Is my fledgling online out of print book business allowed to have it’s own soundtrack? If so then I’ve no hesitation in choosing Liberation by The Divine Comedy.
I first heard the album in the summer of 1993. I was working in music journalism in London and was thrilled by the review tape of the album, which was scheduled for an autumn release.
Liberation liberated me from the teenage hangover emotions I was dragging around London at this time. The album became the soundtrack of my Brixton house share where I sustained myself with red wine and food cooked by my Spanish housemate as we dissected the ennui of our miserable urban lives.
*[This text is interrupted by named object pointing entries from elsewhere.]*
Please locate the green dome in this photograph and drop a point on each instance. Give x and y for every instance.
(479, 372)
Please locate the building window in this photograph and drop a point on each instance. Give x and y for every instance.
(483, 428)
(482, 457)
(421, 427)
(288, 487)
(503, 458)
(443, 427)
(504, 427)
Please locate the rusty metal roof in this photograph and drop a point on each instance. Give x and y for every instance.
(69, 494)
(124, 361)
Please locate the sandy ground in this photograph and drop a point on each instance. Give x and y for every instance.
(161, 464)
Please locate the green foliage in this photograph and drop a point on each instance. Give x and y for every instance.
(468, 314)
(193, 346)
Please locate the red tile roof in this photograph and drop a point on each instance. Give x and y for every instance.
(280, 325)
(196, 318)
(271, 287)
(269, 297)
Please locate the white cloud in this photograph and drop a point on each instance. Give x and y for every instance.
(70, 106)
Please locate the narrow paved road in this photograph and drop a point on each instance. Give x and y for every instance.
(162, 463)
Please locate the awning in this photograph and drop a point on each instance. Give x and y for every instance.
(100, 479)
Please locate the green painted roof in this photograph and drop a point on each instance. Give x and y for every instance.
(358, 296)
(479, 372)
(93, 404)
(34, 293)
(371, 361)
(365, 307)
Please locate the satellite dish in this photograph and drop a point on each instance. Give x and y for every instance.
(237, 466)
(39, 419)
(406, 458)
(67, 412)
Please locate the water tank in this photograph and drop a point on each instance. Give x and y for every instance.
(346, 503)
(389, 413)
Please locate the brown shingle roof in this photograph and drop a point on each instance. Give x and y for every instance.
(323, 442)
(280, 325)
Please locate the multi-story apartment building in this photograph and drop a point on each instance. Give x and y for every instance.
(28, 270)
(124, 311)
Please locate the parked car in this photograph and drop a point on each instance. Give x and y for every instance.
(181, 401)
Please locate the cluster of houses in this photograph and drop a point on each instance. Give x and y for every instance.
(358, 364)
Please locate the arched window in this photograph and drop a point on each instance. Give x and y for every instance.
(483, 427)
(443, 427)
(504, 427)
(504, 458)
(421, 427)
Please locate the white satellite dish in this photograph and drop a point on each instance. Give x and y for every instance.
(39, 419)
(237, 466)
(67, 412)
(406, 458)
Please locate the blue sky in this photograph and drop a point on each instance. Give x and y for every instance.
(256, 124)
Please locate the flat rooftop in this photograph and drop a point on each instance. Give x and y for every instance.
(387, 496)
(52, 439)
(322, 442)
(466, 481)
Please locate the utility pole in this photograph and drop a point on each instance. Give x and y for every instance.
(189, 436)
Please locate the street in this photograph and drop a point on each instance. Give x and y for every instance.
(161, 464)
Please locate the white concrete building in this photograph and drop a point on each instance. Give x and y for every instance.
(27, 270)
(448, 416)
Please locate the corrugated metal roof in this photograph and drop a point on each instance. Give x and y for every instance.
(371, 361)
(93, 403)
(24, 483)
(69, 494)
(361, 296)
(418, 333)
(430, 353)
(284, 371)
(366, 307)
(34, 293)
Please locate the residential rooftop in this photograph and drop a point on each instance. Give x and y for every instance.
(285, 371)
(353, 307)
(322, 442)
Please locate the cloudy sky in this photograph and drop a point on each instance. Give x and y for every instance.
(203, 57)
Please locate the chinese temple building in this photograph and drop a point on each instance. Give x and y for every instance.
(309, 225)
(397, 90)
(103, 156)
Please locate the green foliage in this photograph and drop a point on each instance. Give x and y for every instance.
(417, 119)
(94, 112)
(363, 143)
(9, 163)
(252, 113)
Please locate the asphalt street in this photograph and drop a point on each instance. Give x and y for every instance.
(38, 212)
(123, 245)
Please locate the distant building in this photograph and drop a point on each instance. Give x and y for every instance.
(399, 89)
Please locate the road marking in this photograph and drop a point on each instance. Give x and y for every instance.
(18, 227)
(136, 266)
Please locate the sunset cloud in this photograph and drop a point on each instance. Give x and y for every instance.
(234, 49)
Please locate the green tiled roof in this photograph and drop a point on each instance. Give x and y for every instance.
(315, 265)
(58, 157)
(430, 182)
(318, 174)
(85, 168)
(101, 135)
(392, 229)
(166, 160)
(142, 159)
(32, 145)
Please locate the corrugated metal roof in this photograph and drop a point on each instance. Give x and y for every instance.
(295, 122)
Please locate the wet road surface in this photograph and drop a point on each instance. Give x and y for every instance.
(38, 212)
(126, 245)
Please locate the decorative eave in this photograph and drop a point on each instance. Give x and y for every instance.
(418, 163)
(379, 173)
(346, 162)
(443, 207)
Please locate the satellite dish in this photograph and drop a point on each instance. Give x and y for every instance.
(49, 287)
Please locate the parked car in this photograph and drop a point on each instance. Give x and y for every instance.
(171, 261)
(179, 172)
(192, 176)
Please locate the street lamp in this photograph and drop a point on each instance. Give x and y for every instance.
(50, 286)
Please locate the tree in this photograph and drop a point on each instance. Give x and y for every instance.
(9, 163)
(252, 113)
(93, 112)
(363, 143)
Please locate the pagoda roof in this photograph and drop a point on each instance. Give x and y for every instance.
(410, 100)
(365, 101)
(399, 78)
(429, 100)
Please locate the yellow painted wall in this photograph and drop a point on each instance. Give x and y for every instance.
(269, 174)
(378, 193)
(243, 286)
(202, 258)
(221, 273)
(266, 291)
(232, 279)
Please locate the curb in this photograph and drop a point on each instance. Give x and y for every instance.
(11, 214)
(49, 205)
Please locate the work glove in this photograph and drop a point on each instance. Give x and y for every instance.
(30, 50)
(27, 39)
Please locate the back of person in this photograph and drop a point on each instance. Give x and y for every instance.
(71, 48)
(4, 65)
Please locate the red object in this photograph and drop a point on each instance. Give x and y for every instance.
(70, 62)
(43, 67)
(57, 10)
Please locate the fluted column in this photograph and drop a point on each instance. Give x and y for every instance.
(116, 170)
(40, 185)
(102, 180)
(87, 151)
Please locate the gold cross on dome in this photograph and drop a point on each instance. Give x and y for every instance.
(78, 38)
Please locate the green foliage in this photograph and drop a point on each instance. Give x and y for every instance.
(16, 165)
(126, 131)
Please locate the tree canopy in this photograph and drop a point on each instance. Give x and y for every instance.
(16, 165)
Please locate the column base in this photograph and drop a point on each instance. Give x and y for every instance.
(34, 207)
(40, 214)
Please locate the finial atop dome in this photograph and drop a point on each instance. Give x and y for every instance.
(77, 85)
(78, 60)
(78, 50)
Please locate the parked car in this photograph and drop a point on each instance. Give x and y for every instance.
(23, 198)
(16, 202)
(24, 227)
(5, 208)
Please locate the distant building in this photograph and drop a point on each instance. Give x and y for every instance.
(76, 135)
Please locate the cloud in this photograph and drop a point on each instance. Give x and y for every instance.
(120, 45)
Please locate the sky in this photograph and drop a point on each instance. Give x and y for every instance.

The album sounds like nothing else, as all great albums do. Neil Hannon comes from Northern Ireland but That Petrol Emotion, Undertones and Ash it ain’t. I know most fans love him for My Lovely Horse and National Express but Liberation wins every time for me.
And yes, you could say Liberation sounds un petit peu pretentious with all those literary references: F. Scott Fitzgerald, Anton Chekhov, William Wordsworth and E. M. Forster but the album opens with a tribute to David McKee’s Mr Benn. You can’t call that pretentious! Every summer I have to play Hannon’s homage to hay fever, The Pop Singer’s Fear of the Pollen Count.
I never tire of this 28 year old album. Is I type I can hear the opening of final track Lucy. It’s beautiful, it’s moving and is forever associated with…well, I’m afraid there are certain memories I can’t share on this blog. Liberation sustains me as I listen, remember and reflect.